In Singapore Sinclair was charged with revising the Annonaceae for the Flora of Malaya. He also published papers on the family in neighbouring countries (India, Burma, Thailand, Borneo and Papua) and a monographic revision of the Malayan Myristicaceae in 1958. Around this time the focus of the Singapore Gardens' work shifted to involvement with the Flora Malesiana (led by the Rijksherbarium, Leiden) and Sinclair began to publish works with this in mind. He maintained his interest in marine plants and always collected mosses on expeditions, too. Sinclair attempted to revive E.J.H. Corner's 'Corps of Collecting Monkeys' in 1949, but, choosing a sickly monkey to collect material from trees, was not successful.

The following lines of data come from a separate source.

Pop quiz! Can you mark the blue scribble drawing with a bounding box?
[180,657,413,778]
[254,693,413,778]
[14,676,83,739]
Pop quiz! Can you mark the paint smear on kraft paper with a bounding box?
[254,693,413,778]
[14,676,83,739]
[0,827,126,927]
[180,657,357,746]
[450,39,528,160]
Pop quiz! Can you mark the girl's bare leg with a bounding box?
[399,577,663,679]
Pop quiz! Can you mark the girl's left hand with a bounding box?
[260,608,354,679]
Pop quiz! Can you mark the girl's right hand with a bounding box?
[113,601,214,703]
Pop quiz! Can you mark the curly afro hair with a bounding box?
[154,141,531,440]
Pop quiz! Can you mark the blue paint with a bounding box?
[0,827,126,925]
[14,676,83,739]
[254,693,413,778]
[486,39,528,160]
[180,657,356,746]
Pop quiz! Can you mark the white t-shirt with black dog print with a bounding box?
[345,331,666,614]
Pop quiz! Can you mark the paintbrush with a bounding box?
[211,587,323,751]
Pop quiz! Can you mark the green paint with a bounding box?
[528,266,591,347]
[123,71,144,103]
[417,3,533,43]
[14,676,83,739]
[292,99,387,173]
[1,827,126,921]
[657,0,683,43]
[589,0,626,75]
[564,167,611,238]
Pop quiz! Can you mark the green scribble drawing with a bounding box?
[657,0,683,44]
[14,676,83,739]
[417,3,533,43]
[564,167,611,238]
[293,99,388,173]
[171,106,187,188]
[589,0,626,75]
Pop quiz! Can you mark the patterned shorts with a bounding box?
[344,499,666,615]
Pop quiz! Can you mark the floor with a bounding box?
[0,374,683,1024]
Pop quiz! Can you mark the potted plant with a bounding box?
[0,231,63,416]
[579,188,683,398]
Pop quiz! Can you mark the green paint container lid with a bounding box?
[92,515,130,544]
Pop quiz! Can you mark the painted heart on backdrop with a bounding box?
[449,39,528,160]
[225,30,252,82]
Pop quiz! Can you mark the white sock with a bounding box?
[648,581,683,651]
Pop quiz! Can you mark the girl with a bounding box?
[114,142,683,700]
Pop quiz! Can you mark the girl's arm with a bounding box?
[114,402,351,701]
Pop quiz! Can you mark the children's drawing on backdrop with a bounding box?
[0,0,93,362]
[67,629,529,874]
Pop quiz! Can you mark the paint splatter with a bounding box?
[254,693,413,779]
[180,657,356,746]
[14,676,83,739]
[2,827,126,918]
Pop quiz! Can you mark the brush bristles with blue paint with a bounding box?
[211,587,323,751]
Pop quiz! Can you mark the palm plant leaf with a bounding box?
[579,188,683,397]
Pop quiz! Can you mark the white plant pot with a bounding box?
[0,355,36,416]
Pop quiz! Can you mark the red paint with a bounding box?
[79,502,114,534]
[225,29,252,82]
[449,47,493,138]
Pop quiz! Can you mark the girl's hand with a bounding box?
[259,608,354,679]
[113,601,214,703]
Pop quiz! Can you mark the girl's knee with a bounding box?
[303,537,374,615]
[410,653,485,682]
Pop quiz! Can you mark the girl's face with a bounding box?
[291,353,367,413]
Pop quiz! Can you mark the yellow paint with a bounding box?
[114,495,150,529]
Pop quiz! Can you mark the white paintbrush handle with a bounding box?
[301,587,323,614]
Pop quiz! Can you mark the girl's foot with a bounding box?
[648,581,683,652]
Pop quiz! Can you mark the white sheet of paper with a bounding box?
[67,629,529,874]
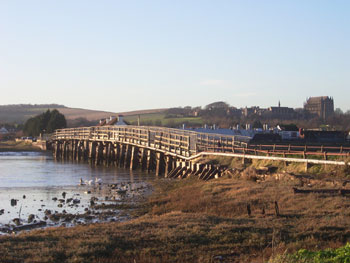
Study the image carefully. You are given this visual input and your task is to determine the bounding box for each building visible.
[0,127,9,135]
[265,104,297,119]
[304,96,334,120]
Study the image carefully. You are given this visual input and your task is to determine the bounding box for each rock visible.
[45,209,51,215]
[12,218,21,226]
[28,214,35,223]
[49,214,60,222]
[73,199,80,204]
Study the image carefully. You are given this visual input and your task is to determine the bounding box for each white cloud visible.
[234,92,258,97]
[199,79,225,86]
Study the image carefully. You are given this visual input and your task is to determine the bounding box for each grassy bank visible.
[0,165,350,262]
[0,141,40,152]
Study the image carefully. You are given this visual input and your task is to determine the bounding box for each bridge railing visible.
[51,126,250,156]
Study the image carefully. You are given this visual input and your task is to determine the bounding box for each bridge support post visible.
[124,144,131,168]
[146,150,152,172]
[130,146,139,171]
[60,141,67,160]
[83,141,89,161]
[156,152,164,176]
[89,142,96,164]
[95,142,103,165]
[54,141,60,160]
[164,155,173,177]
[139,148,147,171]
[119,143,125,167]
[113,143,119,166]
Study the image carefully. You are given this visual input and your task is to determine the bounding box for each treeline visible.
[23,109,67,136]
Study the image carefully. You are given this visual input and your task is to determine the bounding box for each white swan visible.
[95,177,102,185]
[86,180,95,185]
[79,178,86,185]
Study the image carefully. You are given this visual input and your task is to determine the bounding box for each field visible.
[0,104,165,124]
[0,141,40,152]
[0,162,350,262]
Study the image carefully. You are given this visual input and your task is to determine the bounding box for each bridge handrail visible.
[51,125,250,156]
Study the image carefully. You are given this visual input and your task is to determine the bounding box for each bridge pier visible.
[52,136,219,180]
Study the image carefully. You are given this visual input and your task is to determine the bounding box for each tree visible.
[23,109,67,136]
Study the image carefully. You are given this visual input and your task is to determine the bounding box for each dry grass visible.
[0,171,350,262]
[0,141,40,152]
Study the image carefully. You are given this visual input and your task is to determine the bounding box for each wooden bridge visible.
[50,126,350,179]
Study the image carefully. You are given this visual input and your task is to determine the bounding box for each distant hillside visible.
[0,104,166,124]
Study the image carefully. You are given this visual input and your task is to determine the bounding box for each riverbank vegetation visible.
[23,109,67,136]
[0,163,350,262]
[0,140,40,152]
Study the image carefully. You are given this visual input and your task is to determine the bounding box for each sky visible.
[0,0,350,112]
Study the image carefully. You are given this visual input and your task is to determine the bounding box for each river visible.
[0,152,156,233]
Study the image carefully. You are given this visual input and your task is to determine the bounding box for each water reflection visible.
[0,152,155,229]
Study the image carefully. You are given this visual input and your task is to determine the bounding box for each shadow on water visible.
[0,152,156,234]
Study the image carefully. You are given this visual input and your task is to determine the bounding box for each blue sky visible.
[0,0,350,112]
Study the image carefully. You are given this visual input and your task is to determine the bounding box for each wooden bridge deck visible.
[50,126,350,179]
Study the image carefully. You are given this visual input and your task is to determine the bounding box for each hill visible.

Sinclair frequently collected plants in Singapore and the southern part of Malaysia (Johore state) between 1949 and 1967. He visited all the states of the country then known as Malaya, apart from Kedah and Perlis on the northern border. His major expeditions were to Sarawak (1949, where he also organised the neglected Sarawak Museum Herbarium), Penang (1950 and 1951), Trengganu (1953, 1954 and 1955), North Borneo (1955), Luzon, Philippines (1958), West Java (1959), and Sarawak and Brunei (1960). He regretted not being able to visit New Guinea in 1961, despite financial assistance offered by the Royal Society, due to political hostilities at that time. Ever dedicated to his work, he spent much time visiting herbaria on the way back to holidays in Britain, where he would then spend long periods at Kew, Edinburgh and Cambridge herbaria.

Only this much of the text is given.